A LUMPHINNANS dad has raised £1,626 in memory of his daughter who died unexpectedly from a heart condition.

Sharon Brown was just 37-years-old when she went to bed one night in June 2016 and never woke up again.

Her father Stuart Hughes has been raising money for the British Heart Foundation (BHF) in the hope that other families won’t have to suffer a similar tragedy.

Stuart, 61, a project material controller, told the Times: “Myself and my wife were on holiday in Turkey at the time – it was just a nightmare.

“She was only 37, just went to bed and never woke up again. The way I would describe it is like there was a short circuit on her heart and she died very suddenly.”

Sharon left behind four children as well as her husband Paul. Her youngest daughter Holly was only two at the time.

Stuart recently took on the challenge of white water rafting six miles down the River Tay from Aberfeldy to raise funds.

He added: “I got the rafting experience for Christmas and a thought came to me that I could raise some money. I wanted to do something and as I’ve got involved with fundraising I’ve got to meet the scientists that the BHF support.

“There are various projects that they are working on and I don’t think people realise how many conditions can be helped through research on the heart. I’m 61 so if I can do it anyone can!

“People were very generous and the amount raised was way above my expectations. However, it could not have been possible without the support of my wife Marjorie, daughter Nicola, Diamonds Bars, Bertie Ross and Andy Johnstone (Fife Bowles).”

Every week 12 people under the age of 40 in the UK die unexpectedly from a heart condition they didn’t know they had. This can be caused by Sudden Arrhythmic Death Syndrome (SADS) just like the condition Sharon had.

Scientists funded by the BHF have been investigating the electrical problems in the heart that lead to SADS, so that we can get better at identifying people at risk and provide treatments to prevent these tragic deaths.

“As well as Sharon there was a young teenage lad from Lumphinnans who was fit as anything playing sport and his heart just stopped working last year too,” Stuart said.

“When Sharon died we were all obviously worried that it might be hereditary but we’ve all be tested apart for the wee ones and none of us have the condition. I have eight grandchildren all together, so it was such a relief to hear that.

“It’s not easy but we are just trying to get the British Heart Foundation a higher profile because they do a heck of a lot.

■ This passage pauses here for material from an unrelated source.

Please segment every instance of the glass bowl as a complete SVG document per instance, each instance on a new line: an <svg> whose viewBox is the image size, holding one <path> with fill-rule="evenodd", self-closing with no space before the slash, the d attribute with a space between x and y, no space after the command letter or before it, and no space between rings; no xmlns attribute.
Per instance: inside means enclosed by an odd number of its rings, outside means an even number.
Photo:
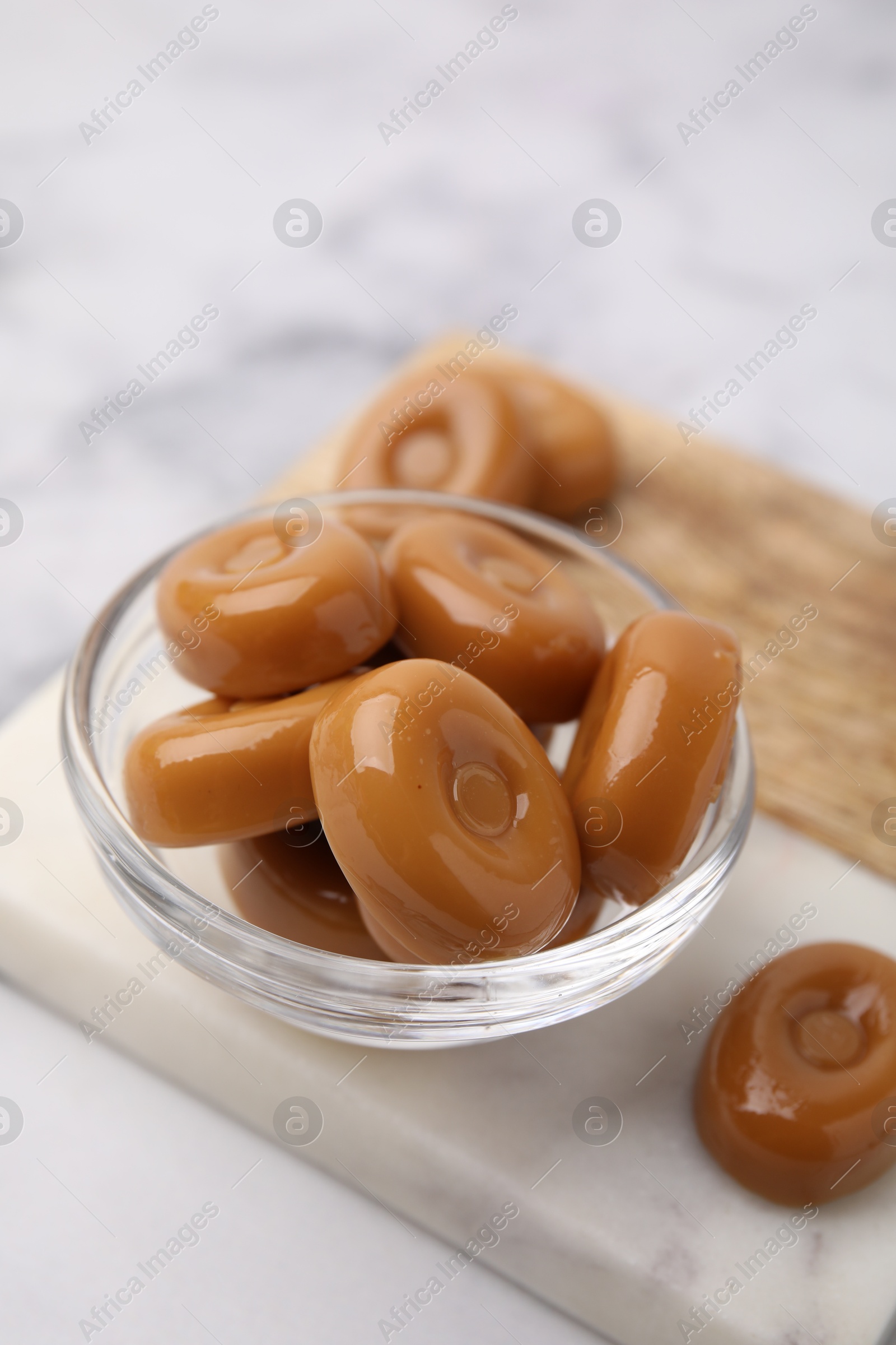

If it saves some other family from going through what we did then it’s a plus.”

Stuart has also been asked to be a voluntary speaker for the British Heart Foundation.

Lisa Robertson, BHF Scotland fundraising manager, said: “We’d like to thank Stuart for taking on this amazing challenge.

“Everyone seemed really touched by his story.

“The fantastic amount that Stuart raised will go towards funding lifesaving and life-changing research which could help with diagnosis and new treatments to minimise the devastation to future families.”